Some garden designs may benefit from the self-seeding nature of rose campion. If you have a cottage garden, consider allowing the flowers to go to seed. New plants will grow back the next year, and when they sprout, you can simply remove any that you don't want.
Prune back the rose campion in the late fall or early winter, advises Calaveras County Master Gardeners. Before pruning, make sure to disinfect your pruning shears by cleaning any dirt and debris and then soaking them in a diluted bleach solution, advises the University of Florida.
Rose Campion Care
Voksende rose campions er et snap, hvis du vælger den rigtige placering. Planterne foretrækker fuld sol, men tolererer delvis skygge, hvor de producerer færre blomster. Planterne overlever vintre i USDA plantehardiness zoner 4 til 8, men de må ikke overleve særlig alvorlige vintre i zone 4.

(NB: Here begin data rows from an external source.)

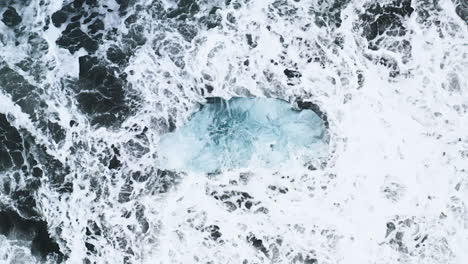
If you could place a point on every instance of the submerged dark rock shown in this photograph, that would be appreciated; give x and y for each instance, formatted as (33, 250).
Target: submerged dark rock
(101, 93)
(11, 18)
(58, 18)
(12, 224)
(386, 19)
(73, 38)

Rose campion foretrækker dårlig, tør jord over rig jord, og tolererer alkalisk eller kalkholdig jord. Tørr jord er bedst, men planterne kan have brug for supplerende vanding i længere tørre perioder. Hvis du er nødt til at vand, sug fugt langsomt og sørg for, at vandet synker dybt ned i jorden.
Frøene har brug for en afkølingstid, før de vil spire, så plant dem om efteråret til forårspiring. Hvis du bor i et område, der typisk har varme perioder om efteråret og vinteren, plantes frøene om vinteren flere uger før den sidste forventede frostdato. Frøene har brug for let at spire, så tryk dem på overfladen af jorden uden at dække dem.
Deadhead planten regelmæssigt for at holde blomsterne blomstrende. For at opmuntre planten til at vende sig selv, skal du fjerne mulch fra områder, hvor du vil have kimplanter til at slå rod, og lad den sidste flush af sommerblomster være på plads for at danne frøhoveder. Tør kimplanterne i foråret og flyt nogle af overskuddet til andre steder.
Den eneste ekstra pleje, planterne har brug for, er sen efterår eller tidlig vinterbeskæring. Skær dem tilbage til ca. en tredjedel af deres oprindelige størrelse. Trimmerne er fine for kompostbunken.